Abstract
Chronic cerebrospinal venous insufficiency (CCSVI) is a hypothesis through which cerebral venous drainage abnormalities contribute towards the pathogenesis of multiple sclerosis. CCSVI venoplasty is already practised worldwide. We report the case of a 33-year-old lady with multiple sclerosis who underwent left internal jugular venoplasty resulting in iatrogenic jugular thrombosis requiring open thrombectomy for symptom relief. This occurred without insertion of a stent and while fully anticoagulated. Clinicians should be aware that endovenous treatment of CCSVI could cause paradoxical deterioration of cerebral venous drainage. Patients with complications post venoplasty are now presenting to geographically distant vascular units.
Introduction
Chronic cerebrospinal venous insufficiency (CCSVI) is a hypothesis through which impaired cerebral venous drainage can lead to iron deposition in the cerebrum of patients with multiple sclerosis (MS). 1 There is controversy as to the role of this phenomenon and its endovascular correction. 2,3 Patients are already receiving venoplasty and stenting of stenoses in the jugular and azygous veins 4 despite European guidance to the contrary. 3
Case report
A 33-year-old woman with a one-year history of relapsing-remitting MS was admitted to our unit one-week postbilateral jugular and azygous venoplasty at a foreign institution (Figures 1 and 2). Her prior venography revealed a short segment stenosis at the junction of the left internal jugular and brachiocephalic veins that had been venoplastied with a 10 × 40 mm balloon at 10 atmospheres. Postoperatively she received dagibatran 220 mg, aspirin 100 mg and daflon 1 g daily and was fully compliant. On the third postoperative day she developed pain and swelling in the left side of her neck, but travelled back to the UK and a further three days later was admitted to our unit with worsening symptoms. On examination she was apyrexial, with SaO2 96% on air, and there was a tender swelling over the left internal jugular vein.

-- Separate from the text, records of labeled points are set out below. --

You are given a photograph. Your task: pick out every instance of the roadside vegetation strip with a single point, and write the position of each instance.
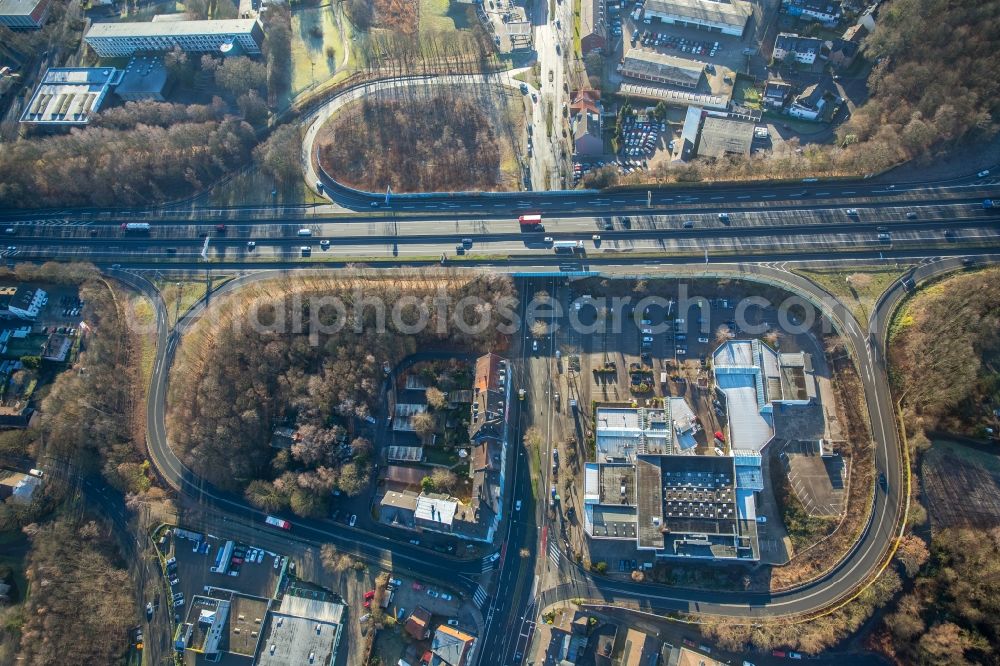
(857, 287)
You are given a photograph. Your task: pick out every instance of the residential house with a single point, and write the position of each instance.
(418, 625)
(451, 647)
(593, 31)
(802, 49)
(585, 111)
(827, 12)
(21, 302)
(776, 93)
(856, 33)
(21, 487)
(398, 509)
(842, 52)
(811, 103)
(640, 649)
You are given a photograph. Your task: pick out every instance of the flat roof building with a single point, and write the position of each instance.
(111, 40)
(70, 95)
(722, 136)
(302, 631)
(23, 14)
(145, 78)
(727, 18)
(648, 487)
(648, 65)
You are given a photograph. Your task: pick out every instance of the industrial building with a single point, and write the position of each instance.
(802, 49)
(646, 65)
(302, 631)
(23, 14)
(727, 18)
(70, 95)
(648, 486)
(593, 28)
(721, 136)
(228, 36)
(145, 78)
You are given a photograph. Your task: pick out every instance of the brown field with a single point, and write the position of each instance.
(425, 139)
(397, 15)
(962, 486)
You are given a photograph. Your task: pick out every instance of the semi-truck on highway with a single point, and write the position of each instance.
(530, 223)
(278, 522)
(567, 246)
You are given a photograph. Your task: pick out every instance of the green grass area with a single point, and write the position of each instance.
(181, 293)
(144, 315)
(253, 187)
(982, 459)
(323, 46)
(577, 49)
(858, 288)
(445, 16)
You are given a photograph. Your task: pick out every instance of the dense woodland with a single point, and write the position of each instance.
(81, 604)
(952, 614)
(234, 382)
(944, 351)
(143, 164)
(439, 141)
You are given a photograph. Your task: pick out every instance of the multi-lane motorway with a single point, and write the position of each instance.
(787, 223)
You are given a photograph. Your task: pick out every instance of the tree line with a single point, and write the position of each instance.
(414, 141)
(234, 383)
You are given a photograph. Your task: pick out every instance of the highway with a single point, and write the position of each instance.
(817, 594)
(804, 229)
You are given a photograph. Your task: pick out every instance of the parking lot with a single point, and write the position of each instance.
(191, 569)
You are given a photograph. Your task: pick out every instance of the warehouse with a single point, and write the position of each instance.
(727, 18)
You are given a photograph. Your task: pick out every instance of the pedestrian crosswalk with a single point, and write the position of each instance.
(489, 563)
(554, 554)
(479, 597)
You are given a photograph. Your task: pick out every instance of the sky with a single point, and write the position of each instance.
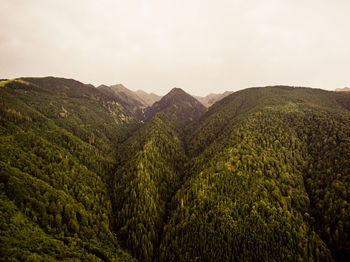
(201, 46)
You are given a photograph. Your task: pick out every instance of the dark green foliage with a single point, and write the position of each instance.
(246, 199)
(264, 175)
(149, 172)
(57, 154)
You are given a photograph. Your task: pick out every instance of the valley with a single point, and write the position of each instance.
(102, 174)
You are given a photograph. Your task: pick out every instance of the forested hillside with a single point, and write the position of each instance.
(262, 175)
(270, 174)
(150, 169)
(57, 141)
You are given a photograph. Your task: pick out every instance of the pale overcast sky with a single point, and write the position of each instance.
(201, 46)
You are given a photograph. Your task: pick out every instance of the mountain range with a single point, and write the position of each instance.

Venogram image showing apparent left internal jugular vein stenosis and venous collateralization surrounding the left brachiocephalic vein

Venoplasty image showing waisting of balloon at site of presumed stenosis
Duplex ultrasound revealed occlusion of the left internal jugular vein with soft thrombus. She proceeded to computed tomography venography of the thorax, neck and brain (Figure 3). The thrombus had not propagated beyond the internal jugular vein and there was no evidence of pulmonary embolism.

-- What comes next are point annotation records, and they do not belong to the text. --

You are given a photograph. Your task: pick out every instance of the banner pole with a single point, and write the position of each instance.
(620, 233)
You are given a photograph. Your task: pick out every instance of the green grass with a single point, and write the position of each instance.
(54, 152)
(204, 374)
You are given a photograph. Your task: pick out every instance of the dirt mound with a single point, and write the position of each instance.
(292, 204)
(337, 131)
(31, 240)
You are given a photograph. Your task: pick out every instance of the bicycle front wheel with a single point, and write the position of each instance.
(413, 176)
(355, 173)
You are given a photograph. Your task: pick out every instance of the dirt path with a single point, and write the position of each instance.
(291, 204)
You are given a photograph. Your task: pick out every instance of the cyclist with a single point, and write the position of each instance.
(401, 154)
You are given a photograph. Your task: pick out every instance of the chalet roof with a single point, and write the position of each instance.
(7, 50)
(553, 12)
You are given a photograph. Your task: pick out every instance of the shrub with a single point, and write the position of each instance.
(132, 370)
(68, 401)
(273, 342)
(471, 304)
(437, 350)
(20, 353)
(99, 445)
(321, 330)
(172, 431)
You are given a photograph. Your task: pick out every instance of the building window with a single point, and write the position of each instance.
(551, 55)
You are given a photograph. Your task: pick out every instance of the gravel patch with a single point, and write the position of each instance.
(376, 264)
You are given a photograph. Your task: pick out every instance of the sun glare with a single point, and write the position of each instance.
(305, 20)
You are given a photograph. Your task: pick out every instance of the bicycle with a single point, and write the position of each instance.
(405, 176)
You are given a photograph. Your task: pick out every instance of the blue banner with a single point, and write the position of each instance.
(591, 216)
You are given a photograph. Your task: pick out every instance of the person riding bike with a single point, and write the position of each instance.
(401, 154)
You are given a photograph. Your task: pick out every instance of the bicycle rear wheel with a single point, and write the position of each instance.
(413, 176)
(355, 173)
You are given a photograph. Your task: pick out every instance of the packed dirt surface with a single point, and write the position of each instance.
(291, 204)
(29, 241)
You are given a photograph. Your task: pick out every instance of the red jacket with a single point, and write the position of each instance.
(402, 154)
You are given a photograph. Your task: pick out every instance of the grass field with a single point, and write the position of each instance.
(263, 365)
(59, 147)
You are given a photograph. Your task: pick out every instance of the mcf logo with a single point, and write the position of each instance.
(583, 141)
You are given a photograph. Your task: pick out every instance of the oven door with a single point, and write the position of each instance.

Computed tomography venogram following venoplasty demonstrating occlusion of left internal jugular vein (white arrow)
Following a discussion with the neurovascular multidisciplinary team, she was anticoagulated with intravenous unfractionated heparin for five days, but her symptoms progressed to unilateral pulsatile tinnitus, headache and worsening neck pain. She was re-discussed and intervention recommended. The risks of pulmonary embolism with open thrombectomy were judged lower than the risks of thrombolysis and she underwent surgery on day 14 post venoplasty.
The patient was positioned head-down to avoid air embolism. Under loco-regional anaesthesia, a standard anterior approach to the carotid sheath was employed and a longitudinal venotomy made in the internal jugular with minimal bleeding observed. A 2Fr Fogarty embolectomy catheter (Edwards Lifesciences, Irvine, CA, USA) was passed superiorly and fresh thrombus evacuated, with good inflow observed. Inferiorly resistance was felt at the level of the clavicle. A Terumo M 0.90 mm diameter J tipped guidewire (Terumo, Leuven, Belgium) was used to cross the presumed stenosis. A 7Fr 0.89 mm Avanti + introducer (Cordis, Miami, FL, USA) was passed over the guidewire and venous blood was aspirated from the sideport. The decision was made to stop after backbleeding was observed to avoid damaging the brachiocephalic vein. The patient was anticoagulated with warfarin and left hospital four days later.
Anticoagulation was discontinued after six months at which time her coagulation profile was confirmed as normal. At six months she was fully independent and mobile with a stable neurological status despite the jugular remaining occluded sonographically (Figure 4).

Six month Duplex ultrasound demonstrating re-occlusion of left internal jugular vein (white arrow). EXT JUG, left external jugular vein; ICA, left internal carotid artery
Discussion
This case illustrates several points relevant to the phlebologist. Firstly, patients treated abroad for CCSVI are presenting to their local vascular unit with complications. These patients will be missed from the complications of published case series. Secondly, patients can thrombose the jugular without stent deployment and despite anticoagulation. This is a new finding in this setting. Thirdly, despite the jugular remaining occluded, this patient's functional ability did not change over six months.
Phlebologists need a working knowledge of CCSVI as they are now likely to encounter these complications.